Xeriscaping, in simple terms, means planting flora that does not require additional water than the average rainfall in your area.
Average precipitation (in inches) for this area:
Jan (1.1) Feb (0.9) Mar (2.3) Apr (3/3) May (3.7) Jun (4.3) Jul (3.9) Aug (4.3) Sep (3.4) Oct (2.7) Nov (2.3) Dec (1.9)
The average rainfall in Henry County, Illinois is not a lot of water.
In a Xeriscape, new plants may need additional watering. Once established, they should not need watering outside of the natural rainfall (only occasionally during those drought years.)
Typically most annuals require regular watering and aren't Xeriscape plants.
Unless you have bog areas, any plant that requires "needs moist soil" or "water when ground dries" is not a plant for Xeriscape.
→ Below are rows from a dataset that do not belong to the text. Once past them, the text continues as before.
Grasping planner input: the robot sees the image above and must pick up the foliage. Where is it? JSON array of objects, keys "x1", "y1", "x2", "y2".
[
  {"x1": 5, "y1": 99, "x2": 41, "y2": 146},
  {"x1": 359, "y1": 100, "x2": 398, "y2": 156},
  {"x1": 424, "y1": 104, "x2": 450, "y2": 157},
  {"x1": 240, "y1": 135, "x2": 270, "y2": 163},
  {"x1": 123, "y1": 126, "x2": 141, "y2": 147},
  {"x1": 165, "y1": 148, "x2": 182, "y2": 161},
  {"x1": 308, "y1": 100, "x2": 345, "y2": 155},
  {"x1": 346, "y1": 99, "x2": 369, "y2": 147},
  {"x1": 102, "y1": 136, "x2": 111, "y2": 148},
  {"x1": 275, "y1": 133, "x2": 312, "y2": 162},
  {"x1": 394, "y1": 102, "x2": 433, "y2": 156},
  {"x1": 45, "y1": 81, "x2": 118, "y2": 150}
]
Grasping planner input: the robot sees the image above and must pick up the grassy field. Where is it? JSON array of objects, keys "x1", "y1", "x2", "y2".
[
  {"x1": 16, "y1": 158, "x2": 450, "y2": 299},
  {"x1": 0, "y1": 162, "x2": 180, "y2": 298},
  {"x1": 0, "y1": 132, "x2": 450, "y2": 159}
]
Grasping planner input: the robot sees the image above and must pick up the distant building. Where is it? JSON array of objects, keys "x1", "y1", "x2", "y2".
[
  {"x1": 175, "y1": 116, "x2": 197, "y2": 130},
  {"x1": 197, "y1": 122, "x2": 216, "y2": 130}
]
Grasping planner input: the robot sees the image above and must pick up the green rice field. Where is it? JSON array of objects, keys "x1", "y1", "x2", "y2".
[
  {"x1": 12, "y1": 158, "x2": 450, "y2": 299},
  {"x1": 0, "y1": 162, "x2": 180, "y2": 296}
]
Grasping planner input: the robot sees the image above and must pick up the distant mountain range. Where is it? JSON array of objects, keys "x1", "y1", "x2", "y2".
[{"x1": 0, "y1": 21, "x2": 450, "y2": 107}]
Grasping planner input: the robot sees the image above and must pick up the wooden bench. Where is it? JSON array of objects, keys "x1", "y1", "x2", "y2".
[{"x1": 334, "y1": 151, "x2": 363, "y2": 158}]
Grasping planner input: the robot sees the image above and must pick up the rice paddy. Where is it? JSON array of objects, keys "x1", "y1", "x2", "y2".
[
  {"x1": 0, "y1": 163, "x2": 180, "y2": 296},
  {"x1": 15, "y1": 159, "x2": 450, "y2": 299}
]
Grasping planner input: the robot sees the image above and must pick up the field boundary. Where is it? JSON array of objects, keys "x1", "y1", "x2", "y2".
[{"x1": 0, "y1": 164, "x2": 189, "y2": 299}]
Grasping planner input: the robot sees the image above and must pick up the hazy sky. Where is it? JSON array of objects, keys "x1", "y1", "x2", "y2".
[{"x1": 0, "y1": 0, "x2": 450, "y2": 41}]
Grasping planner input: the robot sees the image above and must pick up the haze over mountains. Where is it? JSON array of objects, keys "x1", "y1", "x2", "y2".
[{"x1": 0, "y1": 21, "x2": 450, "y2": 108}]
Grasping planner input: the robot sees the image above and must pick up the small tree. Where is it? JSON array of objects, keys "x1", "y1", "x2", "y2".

You will notice that certain plants are thriving this year due to the excessive amount of rain we've had this year. They are plants that do well with moist soil.
Other plants may be suffering, but, come a drought year and they will be the ones thriving.
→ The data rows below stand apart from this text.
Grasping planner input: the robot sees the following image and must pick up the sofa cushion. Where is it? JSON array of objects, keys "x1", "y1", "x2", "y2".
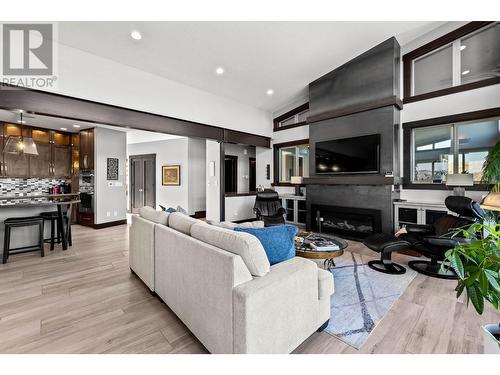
[
  {"x1": 207, "y1": 220, "x2": 264, "y2": 229},
  {"x1": 139, "y1": 206, "x2": 170, "y2": 225},
  {"x1": 234, "y1": 224, "x2": 298, "y2": 265},
  {"x1": 318, "y1": 268, "x2": 333, "y2": 299},
  {"x1": 168, "y1": 212, "x2": 200, "y2": 236},
  {"x1": 191, "y1": 222, "x2": 271, "y2": 276}
]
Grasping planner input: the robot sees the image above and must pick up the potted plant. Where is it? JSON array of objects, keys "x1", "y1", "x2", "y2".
[{"x1": 443, "y1": 141, "x2": 500, "y2": 354}]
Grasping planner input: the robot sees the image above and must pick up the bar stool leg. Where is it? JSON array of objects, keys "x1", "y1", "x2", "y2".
[
  {"x1": 2, "y1": 225, "x2": 10, "y2": 264},
  {"x1": 68, "y1": 219, "x2": 73, "y2": 246},
  {"x1": 38, "y1": 220, "x2": 45, "y2": 258},
  {"x1": 50, "y1": 219, "x2": 56, "y2": 250}
]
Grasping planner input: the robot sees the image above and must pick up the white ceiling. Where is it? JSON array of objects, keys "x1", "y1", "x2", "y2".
[
  {"x1": 0, "y1": 109, "x2": 184, "y2": 144},
  {"x1": 0, "y1": 109, "x2": 96, "y2": 133},
  {"x1": 59, "y1": 21, "x2": 443, "y2": 112}
]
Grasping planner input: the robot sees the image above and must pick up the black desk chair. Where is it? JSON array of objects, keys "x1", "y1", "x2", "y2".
[
  {"x1": 364, "y1": 196, "x2": 484, "y2": 279},
  {"x1": 406, "y1": 195, "x2": 484, "y2": 279},
  {"x1": 2, "y1": 216, "x2": 45, "y2": 264},
  {"x1": 253, "y1": 189, "x2": 286, "y2": 227}
]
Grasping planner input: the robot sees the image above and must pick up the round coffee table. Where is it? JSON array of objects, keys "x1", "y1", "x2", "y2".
[{"x1": 295, "y1": 232, "x2": 348, "y2": 269}]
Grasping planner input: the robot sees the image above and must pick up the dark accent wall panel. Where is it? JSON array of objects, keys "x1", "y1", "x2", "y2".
[
  {"x1": 309, "y1": 37, "x2": 400, "y2": 118},
  {"x1": 308, "y1": 106, "x2": 399, "y2": 181},
  {"x1": 306, "y1": 185, "x2": 393, "y2": 233}
]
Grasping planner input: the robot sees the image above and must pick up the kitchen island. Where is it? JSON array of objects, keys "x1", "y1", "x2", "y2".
[{"x1": 0, "y1": 193, "x2": 80, "y2": 254}]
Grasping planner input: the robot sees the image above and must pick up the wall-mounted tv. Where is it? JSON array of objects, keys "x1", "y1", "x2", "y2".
[{"x1": 316, "y1": 134, "x2": 380, "y2": 174}]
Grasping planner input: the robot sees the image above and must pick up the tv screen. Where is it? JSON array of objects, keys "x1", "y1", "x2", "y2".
[{"x1": 316, "y1": 134, "x2": 380, "y2": 174}]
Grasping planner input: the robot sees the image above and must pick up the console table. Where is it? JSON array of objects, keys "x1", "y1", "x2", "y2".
[
  {"x1": 280, "y1": 194, "x2": 307, "y2": 227},
  {"x1": 393, "y1": 201, "x2": 449, "y2": 233}
]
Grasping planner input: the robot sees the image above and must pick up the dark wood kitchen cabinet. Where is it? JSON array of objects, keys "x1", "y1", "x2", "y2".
[
  {"x1": 52, "y1": 132, "x2": 72, "y2": 178},
  {"x1": 0, "y1": 123, "x2": 73, "y2": 179},
  {"x1": 80, "y1": 129, "x2": 94, "y2": 171},
  {"x1": 29, "y1": 129, "x2": 71, "y2": 179},
  {"x1": 28, "y1": 129, "x2": 52, "y2": 178}
]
The point of Xeriscaping is to have plants that need NO additional watering EVERY year. It's a water conservation choice and it's a desire to do less maintenance (watering, fertilizer, and pest control.)
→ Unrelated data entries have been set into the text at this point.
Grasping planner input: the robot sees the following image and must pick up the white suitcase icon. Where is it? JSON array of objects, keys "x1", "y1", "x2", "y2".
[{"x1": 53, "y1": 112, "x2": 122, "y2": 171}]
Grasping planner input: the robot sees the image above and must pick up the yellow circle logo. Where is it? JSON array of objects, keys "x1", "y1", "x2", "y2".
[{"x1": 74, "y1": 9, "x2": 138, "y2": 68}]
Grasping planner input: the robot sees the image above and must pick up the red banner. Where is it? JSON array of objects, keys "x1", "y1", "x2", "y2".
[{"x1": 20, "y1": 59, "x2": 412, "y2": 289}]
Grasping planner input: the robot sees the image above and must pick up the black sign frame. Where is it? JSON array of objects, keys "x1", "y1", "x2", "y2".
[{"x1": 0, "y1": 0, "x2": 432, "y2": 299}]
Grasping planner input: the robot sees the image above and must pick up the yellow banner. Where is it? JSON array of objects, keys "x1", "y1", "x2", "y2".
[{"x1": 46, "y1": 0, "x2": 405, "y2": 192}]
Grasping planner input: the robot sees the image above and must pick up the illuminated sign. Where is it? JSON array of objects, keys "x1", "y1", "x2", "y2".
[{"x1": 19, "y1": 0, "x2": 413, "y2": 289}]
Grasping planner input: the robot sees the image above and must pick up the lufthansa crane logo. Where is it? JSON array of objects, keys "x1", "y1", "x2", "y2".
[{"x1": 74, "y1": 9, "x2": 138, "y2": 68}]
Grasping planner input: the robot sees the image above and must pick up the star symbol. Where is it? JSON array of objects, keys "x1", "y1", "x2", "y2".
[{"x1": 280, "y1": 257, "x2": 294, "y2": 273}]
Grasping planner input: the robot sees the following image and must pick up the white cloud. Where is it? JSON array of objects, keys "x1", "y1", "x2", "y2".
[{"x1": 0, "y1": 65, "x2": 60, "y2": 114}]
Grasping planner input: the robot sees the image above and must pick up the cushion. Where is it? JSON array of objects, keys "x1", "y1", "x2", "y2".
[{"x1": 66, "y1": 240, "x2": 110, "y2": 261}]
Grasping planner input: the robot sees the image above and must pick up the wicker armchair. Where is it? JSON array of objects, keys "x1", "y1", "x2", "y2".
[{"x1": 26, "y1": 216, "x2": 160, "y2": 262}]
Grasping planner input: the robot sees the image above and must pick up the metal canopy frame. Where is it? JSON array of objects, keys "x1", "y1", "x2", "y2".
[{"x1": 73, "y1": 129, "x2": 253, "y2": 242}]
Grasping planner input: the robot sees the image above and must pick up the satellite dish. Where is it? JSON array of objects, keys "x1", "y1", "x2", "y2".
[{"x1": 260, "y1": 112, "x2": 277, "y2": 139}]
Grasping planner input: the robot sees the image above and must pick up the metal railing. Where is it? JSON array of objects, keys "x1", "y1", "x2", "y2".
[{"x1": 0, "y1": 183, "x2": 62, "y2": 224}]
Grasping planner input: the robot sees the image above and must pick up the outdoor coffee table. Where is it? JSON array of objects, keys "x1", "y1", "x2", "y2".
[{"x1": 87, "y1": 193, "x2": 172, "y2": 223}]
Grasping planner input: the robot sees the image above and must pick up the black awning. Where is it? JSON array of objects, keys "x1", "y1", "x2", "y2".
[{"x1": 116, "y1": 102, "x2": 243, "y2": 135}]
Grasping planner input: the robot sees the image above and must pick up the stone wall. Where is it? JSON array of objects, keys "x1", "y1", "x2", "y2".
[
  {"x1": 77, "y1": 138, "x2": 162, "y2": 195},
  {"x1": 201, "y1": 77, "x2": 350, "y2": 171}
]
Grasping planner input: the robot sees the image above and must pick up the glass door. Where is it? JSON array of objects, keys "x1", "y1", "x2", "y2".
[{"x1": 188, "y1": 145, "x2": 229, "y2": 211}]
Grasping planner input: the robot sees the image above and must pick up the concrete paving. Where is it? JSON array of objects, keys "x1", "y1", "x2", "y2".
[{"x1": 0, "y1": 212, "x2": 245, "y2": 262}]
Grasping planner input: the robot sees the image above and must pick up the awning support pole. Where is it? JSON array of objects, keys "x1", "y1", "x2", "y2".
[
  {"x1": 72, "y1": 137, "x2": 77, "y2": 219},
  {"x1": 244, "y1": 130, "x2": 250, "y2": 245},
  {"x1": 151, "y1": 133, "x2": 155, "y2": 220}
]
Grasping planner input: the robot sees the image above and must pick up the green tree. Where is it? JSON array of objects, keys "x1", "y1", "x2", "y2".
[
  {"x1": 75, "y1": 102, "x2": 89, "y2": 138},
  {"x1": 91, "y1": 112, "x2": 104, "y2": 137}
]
Some suggestions for your Xeriscaping:
- Native Illinois wildflowers, plants and grasses are always good choices.
- Sedum and Spurge both thrive with little water or care. Often under appreciated, both species have many great qualities.
- Sedum and Spurge come in a large variety of colors (both foliage & flowers), size, and textures. Bloom time can range from late spring and other will be the last flower in the fall. They can be bushes or ground cover. Full sun to semi shade. They also take very little effort to get established. They do not like wet feet.
- Dry creek beds and rock gardens are excellent landscape choices.
- A small water feature can recycle water but will give the appearance and sound of more moisture in your garden than is actually needed in terms of plants.
- The less turf grass you have the more easily you will find Xeriscaping.
- Amending the soil with compost helps retain the right amount of moisture and mulch keeps the moisture from escaping.
- Have your hardscapes (cement, pavement, stone) all drain to green areas instead of running into storm drains or roadways. There are many designs that can effectively help conserve natural watering and help cut the expense and effort of your watering.
- If you are on a property that is already landscaped, start in one area and take it a little at a time to make conservation changes. It doesn't have to be all or nothing.
- Local and on-line bookstores have many choices for reading that can go more in-depth on design, plants, and maintenance.